He is the unelected powerhouse; inspecting government projects and advising ministers. And he is consulted by politicos and technocrats from across the political aisle he has blurred.
As a friend and confidant of the President, their public camaraderie makes him the envy, and enemy, of many. In the pits in January last year, he has reinvented himself into a mover and shaker at the apex of Kenya's governance.
Radiant and self-assured, he is looking more digital for 2022 than he looked analogue for 2013. Welcome Mr Raila Amolo Odinga.
He used to high-five with the President. In TV interviews, he has been a picture of confidence, control and discipline. He has had info at his fingertips and, easily guessed where the question was headed before the reporter was done.
Here with just four signature phrases he has previously employed to preface his answers and smooth his way through interviews: Let me tell you, my friend; Let me put it this way; Look here, these are the facts and figures; and I know for a fact that...
Not so last week. He was tense, unsure, even fearful, as he faced K24's Ann Kiguta in an anti-climactic one-on-one. Welcome Deputy President William Samoei Ruto.
As Mr Odinga's star has risen since the public shaking of hands over a deal on Kenya, with President Kenyatta on March 9, 2018, so has he relished personally dimming Dr Ruto's.
And the falling out with the President; unrelenting public vilification over graft; diminution of office; and a shrinking circle of allies, have taken a heavy toll on Dr Ruto as was evident in the Kiguta interview.
Next an ebullient Odinga corner, increasingly vocal about the plunder of public money earmarked for the construction of two dams in Elgeyo-Marakwet, and in tying the DP to the plunder, gleefully lapped up the tumultuous turn of events last week.
Dr Ruto's most strategically placed asset in the Executive, as overseer of Kenya's financial and economic system, National Treasury Cabinet Secretary Henry Rotich, turned himself in to the police.
He was arrested and arraigned with respect to the phantom dams, then sacked from the Cabinet. While Mr Rotich's fate lies with the courts, the ammunition his debacle handed Mr Odinga & Co in their political war with Dr Ruto, amounts to heavy artillery.
Mr Odinga loves taking on political enemies, especially those whose defeat would clear his way to the top. He knows the DP is vulnerable because Mr Rotich's fall inflicted considerable reputational, psychological and political damage on him.

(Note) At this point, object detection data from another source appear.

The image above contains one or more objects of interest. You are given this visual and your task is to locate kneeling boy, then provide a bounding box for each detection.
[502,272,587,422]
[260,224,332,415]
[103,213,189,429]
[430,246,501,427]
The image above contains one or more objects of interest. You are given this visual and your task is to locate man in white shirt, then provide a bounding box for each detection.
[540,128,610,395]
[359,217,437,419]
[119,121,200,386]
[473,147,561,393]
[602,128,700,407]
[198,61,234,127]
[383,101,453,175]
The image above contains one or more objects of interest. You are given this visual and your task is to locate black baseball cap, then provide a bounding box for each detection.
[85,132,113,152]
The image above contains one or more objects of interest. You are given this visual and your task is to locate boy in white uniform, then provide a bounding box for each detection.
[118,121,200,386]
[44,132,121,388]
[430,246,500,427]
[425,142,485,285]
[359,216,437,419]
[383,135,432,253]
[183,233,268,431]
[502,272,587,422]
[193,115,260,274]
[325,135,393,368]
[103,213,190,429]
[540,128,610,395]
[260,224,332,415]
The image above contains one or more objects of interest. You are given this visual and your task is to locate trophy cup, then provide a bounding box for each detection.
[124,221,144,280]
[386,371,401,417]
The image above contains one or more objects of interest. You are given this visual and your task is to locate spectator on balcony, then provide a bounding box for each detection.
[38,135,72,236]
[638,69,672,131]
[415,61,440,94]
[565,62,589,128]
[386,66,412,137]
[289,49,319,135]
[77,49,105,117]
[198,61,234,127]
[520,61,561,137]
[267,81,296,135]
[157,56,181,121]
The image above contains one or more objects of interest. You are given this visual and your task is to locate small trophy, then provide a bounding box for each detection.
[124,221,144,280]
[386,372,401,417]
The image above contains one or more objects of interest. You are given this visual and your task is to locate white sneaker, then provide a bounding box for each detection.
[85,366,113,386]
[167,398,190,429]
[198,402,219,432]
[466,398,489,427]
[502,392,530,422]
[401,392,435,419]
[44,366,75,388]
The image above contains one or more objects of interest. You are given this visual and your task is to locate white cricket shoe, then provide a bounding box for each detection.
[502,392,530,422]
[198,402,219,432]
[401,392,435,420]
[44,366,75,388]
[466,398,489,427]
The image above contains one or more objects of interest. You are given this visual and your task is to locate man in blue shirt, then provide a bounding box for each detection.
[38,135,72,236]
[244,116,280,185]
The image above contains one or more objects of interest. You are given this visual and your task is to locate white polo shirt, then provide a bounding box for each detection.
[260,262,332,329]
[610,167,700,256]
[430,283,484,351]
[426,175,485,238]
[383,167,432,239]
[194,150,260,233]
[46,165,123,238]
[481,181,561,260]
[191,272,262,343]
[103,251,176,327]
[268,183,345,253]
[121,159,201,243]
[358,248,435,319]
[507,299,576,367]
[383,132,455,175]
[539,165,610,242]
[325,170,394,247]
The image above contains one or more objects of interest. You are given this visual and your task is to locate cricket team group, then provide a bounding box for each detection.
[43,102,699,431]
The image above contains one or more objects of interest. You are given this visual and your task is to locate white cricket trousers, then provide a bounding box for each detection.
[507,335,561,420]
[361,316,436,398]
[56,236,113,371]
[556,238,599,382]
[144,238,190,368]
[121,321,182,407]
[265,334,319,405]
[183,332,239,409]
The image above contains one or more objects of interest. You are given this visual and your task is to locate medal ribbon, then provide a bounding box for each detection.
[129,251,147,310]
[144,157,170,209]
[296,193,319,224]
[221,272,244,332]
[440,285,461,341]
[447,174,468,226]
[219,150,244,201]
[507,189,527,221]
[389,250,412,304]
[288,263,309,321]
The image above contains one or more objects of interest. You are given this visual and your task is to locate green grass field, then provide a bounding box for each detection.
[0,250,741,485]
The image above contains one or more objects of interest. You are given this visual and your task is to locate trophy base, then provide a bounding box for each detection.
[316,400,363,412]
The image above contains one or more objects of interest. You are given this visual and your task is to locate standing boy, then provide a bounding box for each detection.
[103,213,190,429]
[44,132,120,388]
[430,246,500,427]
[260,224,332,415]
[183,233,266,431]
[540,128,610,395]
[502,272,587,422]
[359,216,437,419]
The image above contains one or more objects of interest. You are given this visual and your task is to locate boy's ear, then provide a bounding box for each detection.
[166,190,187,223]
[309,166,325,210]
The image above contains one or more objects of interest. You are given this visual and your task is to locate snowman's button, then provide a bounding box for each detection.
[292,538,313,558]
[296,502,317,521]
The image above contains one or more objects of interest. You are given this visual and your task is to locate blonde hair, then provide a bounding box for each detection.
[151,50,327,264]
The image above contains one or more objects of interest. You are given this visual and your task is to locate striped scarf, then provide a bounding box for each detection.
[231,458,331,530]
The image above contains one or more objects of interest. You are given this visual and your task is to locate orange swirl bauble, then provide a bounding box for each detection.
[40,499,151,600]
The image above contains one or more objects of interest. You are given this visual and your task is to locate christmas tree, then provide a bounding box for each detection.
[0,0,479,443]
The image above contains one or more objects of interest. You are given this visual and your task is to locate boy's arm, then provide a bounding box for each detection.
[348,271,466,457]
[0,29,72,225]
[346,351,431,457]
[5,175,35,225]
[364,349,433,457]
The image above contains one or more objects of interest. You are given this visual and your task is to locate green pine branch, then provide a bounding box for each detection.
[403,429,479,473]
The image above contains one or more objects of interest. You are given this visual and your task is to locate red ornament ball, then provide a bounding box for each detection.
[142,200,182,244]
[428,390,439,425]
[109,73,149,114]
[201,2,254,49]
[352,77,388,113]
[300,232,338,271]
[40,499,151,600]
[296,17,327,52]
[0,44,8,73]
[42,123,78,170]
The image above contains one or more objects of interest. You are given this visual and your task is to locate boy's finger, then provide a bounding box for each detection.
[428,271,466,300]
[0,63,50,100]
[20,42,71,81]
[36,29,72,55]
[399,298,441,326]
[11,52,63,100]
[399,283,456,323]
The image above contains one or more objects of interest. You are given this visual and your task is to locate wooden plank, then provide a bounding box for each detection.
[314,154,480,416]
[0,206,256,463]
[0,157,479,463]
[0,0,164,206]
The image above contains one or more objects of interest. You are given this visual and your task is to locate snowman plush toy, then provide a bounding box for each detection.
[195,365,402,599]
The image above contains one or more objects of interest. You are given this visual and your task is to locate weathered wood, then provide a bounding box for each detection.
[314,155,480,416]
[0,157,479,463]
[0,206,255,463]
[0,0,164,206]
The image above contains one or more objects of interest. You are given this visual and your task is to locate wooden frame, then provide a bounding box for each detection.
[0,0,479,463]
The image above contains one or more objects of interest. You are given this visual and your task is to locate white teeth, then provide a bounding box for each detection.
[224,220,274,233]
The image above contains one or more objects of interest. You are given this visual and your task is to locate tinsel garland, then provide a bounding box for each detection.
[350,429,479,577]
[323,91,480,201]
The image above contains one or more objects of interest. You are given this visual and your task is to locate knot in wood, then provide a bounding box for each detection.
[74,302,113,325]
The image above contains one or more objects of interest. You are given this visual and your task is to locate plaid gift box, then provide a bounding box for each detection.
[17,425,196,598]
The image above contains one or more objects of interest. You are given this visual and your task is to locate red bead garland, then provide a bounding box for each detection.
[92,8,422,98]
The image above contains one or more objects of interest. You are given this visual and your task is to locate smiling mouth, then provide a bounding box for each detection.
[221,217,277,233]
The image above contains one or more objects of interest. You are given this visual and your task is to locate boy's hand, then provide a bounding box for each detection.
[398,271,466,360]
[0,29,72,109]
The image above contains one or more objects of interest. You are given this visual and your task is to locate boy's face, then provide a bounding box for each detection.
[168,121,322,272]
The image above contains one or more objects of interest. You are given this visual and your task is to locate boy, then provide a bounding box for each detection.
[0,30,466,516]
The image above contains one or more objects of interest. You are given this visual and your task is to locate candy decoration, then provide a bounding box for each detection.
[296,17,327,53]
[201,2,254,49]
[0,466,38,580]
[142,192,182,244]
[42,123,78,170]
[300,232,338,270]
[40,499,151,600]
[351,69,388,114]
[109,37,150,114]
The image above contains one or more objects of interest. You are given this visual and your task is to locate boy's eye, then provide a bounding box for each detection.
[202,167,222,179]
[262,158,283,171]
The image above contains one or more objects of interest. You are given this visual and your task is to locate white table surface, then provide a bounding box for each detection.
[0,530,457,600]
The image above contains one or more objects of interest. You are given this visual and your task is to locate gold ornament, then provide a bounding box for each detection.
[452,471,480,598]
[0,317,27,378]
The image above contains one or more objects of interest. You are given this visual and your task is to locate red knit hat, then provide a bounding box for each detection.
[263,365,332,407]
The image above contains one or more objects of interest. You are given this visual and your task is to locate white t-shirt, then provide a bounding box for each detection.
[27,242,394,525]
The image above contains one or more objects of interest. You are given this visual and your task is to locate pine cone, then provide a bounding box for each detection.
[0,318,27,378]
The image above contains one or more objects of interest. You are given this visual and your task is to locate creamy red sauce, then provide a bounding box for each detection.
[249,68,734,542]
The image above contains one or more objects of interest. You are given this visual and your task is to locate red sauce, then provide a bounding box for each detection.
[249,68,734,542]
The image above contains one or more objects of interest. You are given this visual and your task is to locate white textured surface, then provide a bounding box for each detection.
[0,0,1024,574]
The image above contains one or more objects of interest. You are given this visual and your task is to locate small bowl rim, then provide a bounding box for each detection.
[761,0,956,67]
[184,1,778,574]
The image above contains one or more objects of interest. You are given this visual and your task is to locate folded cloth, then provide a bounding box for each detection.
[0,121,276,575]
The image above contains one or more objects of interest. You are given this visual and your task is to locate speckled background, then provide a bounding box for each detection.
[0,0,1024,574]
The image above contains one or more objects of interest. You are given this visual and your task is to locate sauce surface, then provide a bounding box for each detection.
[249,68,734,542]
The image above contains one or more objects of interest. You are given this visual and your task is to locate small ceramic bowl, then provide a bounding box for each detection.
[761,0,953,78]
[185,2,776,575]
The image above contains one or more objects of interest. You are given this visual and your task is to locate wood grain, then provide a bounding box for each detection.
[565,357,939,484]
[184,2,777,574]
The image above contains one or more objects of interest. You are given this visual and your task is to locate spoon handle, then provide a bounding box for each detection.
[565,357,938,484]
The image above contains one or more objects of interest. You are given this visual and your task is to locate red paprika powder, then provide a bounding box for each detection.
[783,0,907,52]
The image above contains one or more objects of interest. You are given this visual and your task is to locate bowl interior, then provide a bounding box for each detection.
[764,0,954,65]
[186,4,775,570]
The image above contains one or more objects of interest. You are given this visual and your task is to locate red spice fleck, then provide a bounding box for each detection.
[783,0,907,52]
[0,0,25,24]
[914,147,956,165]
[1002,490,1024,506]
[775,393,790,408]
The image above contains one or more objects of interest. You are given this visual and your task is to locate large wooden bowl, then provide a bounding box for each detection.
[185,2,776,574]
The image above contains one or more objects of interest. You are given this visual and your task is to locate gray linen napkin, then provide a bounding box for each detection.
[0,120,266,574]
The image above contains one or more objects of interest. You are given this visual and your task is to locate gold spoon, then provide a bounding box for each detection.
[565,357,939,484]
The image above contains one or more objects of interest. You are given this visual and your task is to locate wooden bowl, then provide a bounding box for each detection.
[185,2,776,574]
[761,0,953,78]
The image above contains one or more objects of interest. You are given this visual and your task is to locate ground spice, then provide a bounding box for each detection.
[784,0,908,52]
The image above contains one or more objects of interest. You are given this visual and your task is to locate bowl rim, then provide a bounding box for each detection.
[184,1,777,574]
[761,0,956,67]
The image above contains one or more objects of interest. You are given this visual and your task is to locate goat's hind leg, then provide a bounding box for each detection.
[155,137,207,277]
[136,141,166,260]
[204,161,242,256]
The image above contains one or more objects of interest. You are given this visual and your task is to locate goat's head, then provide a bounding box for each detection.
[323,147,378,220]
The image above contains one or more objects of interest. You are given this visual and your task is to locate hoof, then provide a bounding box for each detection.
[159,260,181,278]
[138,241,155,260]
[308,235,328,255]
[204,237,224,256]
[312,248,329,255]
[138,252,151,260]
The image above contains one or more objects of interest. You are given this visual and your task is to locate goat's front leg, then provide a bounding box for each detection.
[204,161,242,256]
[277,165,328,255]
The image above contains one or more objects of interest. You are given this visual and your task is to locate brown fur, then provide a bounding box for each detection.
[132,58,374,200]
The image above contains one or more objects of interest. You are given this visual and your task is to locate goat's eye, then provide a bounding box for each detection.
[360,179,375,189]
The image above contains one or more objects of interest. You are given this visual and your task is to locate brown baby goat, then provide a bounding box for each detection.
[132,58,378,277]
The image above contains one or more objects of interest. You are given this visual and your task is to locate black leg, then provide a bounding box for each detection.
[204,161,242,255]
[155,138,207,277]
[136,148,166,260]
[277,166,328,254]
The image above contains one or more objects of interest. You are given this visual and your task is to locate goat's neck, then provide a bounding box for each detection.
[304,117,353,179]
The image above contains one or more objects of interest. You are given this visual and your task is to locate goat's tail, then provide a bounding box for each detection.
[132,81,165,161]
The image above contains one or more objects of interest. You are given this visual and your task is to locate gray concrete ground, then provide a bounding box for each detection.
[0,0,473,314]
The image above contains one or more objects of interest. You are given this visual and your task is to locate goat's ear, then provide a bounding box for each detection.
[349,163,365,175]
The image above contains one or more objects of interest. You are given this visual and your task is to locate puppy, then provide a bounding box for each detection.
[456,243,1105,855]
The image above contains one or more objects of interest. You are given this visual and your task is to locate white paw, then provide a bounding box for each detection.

And with Mr Rotich in the dock, a major component of the DP's political machine has not only been decommissioned, but also created an opportunity for Mr Odinga & Co to clobber him on the hustings. The DP can guess what lies ahead.
Mr Odinga fought an ugly war with the late Michael Wamalwa for the helm of Ford Kenya between 1995 and 1996, before forming the National Development Party. This he dissolved in 2001 and merged with Kanu.
The DP and Mr Odinga fell out in 2010 and fought each other through 2011 and 2012 before he and Mr Kenyatta handed Mr Odinga defeat at the 2013 General Election. They renewed hostilities during the 2017 General Election. Mr Odinga lost the initial presidential poll and then unwisely sat out the court-ordered re-run.
But he swiftly declared war on the new government, calling it illegitimate, malevolent and lacking a mandate. Then, just as quickly, he u-turned, betrayed his allies, blindsided the DP, and dived into the President's duvet.
Now enjoying presidential backing, Mr Odinga declared war on Dr Ruto. That means 2022's will be a do or die poll for 74-year-old Odinga, who has failed to win the presidency four times previously.
It is why he is zealously savaging Dr Ruto as fraudulent, partaking in graft and corrupting churches with mammon. More importantly, this campaign exposes Dr Ruto as being in office but not in power.
Ironically, Mr Odinga's power flows from his hunger for power, which dictates that he seizes deal-making chances that come his way or creates them.
He largely created the 2017 post-poll volatility that forced a legacy-seeking President into a detente. Will this war of attrition go on until it delivers an Odinga-led dispensation in 2022?
Only President Kenyatta can stop the onslaught, but there is no indication he is about to shift gears downwards, let alone reach for the handbrake. Suffice to say the DP is up against it.